Tips: - Use high-res logos. Blurry images make you look amateur. - Keep font choices simple—one or two max. - Make sure text contrasts well with background (light on dark, or vice versa).


Step 6: Polish Your Content for Real People

This is where most sales decks fall apart. Fancy design can’t save weak, generic content. Here’s how to make yours actually readable:

  • Short paragraphs.
    No one likes walls of text.
  • Headlines that say something.
    “Why [Your Product] Works” beats “Our Features.”
  • Real language.
    Skip buzzwords. Explain things like you would over coffee.
  • Proof, not promises.
    Show results, not vague claims.

Reality check: If you can’t explain your value in two sentences, you’re not ready to make a deck. Work on your pitch first.

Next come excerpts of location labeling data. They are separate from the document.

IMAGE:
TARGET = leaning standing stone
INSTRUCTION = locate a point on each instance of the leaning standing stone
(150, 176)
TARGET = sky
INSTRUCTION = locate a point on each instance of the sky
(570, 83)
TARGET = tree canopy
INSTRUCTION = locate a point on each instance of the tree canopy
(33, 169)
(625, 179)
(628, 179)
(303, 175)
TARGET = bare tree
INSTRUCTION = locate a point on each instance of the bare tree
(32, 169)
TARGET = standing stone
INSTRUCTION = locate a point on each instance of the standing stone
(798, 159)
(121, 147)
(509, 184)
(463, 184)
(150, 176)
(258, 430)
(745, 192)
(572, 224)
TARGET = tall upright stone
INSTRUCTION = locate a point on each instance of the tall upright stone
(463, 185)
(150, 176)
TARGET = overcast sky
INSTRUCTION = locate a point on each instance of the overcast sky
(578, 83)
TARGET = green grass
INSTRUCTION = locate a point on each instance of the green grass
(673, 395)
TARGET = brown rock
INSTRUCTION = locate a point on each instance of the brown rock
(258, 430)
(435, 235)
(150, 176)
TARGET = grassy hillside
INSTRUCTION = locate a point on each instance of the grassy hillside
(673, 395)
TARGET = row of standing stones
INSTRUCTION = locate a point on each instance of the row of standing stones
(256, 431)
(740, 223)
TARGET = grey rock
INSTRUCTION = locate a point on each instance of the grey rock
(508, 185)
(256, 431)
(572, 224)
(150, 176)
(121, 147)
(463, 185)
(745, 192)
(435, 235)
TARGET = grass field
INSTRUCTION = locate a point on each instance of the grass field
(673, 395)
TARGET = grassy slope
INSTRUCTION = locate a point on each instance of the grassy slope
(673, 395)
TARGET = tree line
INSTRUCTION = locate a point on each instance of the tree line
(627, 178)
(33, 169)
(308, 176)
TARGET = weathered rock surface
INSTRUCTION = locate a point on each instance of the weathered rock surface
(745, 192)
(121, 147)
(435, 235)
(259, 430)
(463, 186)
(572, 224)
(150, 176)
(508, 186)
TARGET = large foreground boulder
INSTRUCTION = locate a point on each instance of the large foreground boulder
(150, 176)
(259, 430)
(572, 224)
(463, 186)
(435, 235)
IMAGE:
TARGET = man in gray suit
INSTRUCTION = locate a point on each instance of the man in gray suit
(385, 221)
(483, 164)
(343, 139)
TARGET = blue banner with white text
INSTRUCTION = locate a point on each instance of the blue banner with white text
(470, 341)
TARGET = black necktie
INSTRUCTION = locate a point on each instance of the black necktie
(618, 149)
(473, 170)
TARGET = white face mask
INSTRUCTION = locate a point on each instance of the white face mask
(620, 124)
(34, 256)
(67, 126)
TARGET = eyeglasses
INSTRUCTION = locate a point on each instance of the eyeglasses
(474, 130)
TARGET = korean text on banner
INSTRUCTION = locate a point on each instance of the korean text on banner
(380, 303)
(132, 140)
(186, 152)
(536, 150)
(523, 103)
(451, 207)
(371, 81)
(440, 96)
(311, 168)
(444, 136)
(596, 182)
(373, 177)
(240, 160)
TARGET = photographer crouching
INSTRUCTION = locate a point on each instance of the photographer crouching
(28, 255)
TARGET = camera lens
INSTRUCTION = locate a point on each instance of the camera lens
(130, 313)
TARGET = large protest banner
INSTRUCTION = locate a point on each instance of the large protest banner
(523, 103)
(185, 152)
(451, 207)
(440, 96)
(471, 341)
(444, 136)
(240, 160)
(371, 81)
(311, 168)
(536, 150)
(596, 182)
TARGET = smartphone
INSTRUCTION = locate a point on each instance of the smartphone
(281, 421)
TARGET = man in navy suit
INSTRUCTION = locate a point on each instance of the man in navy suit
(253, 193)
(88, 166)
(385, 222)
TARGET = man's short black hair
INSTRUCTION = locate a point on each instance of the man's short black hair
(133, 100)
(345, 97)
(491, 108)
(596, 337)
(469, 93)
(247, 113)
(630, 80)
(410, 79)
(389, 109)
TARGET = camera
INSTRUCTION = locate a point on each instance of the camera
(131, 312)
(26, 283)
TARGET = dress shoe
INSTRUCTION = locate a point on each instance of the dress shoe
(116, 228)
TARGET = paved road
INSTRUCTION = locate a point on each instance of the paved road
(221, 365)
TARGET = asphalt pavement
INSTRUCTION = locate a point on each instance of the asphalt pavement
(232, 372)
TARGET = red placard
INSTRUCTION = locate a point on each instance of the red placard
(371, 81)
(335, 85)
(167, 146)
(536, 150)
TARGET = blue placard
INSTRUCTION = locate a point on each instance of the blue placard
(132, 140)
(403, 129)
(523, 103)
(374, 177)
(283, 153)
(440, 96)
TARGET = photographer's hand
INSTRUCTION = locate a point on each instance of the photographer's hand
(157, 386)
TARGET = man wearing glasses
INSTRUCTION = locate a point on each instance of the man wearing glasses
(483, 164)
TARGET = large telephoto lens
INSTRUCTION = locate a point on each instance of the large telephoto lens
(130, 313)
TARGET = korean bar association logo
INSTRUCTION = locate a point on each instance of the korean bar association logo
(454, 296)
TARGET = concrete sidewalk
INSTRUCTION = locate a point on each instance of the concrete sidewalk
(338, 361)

Step 7: Share and Track Like a Pro

One of the best things about Storydoc is you get analytics—so you know if your deck’s being opened, what sections people linger on, and who’s actually interested.

How to send: - Use Storydoc’s unique link—not an email attachment. - Personalize the intro or cover slide if you can. - Follow up based on analytics. If someone spends three minutes on pricing, that’s your cue.

Don’t: Spam the same deck to a list of cold prospects. Interactive doesn’t mean impersonal.


Step 8: Iterate Based on Real Feedback

You’re not going to nail it on the first try, and that’s fine. The best decks are the ones you tweak over time.

  • Check analytics weekly. Where do buyers drop off? Which slides get ignored?
  • Ask a trusted client or colleague for honest feedback—what confused them, what worked, what felt like overkill.
  • Remove anything that isn’t pulling its weight.

Pro tip: Less is more. The tighter your deck, the more likely it’ll actually get read.


What Storydoc Does Well—And Where to Be Careful

What works: - Fast setup—no need to be a designer. - Clean, interactive templates that don’t look like PowerPoint. - Good analytics for sales follow-up.

Watch out for: - Overstuffed decks. Just because you can add 12 widgets doesn’t mean you should. - Templates that look too “startup-y” if you’re selling to conservative industries. - Relying on interactivity to cover for a weak story. The tech is nice, but it’s not magic.


Keep It Simple—And Keep Improving

Building interactive sales decks in Storydoc doesn’t have to be a huge project. Start with a basic template, keep your content sharp, and only add interactivity where it makes things clearer for your buyer. Use analytics to see what’s working, cut what isn’t, and don’t be afraid to send out a “good enough” deck today rather than a “perfect” one next quarter.

The best sales decks are the ones buyers actually read. Keep it simple, keep it honest, and keep evolving.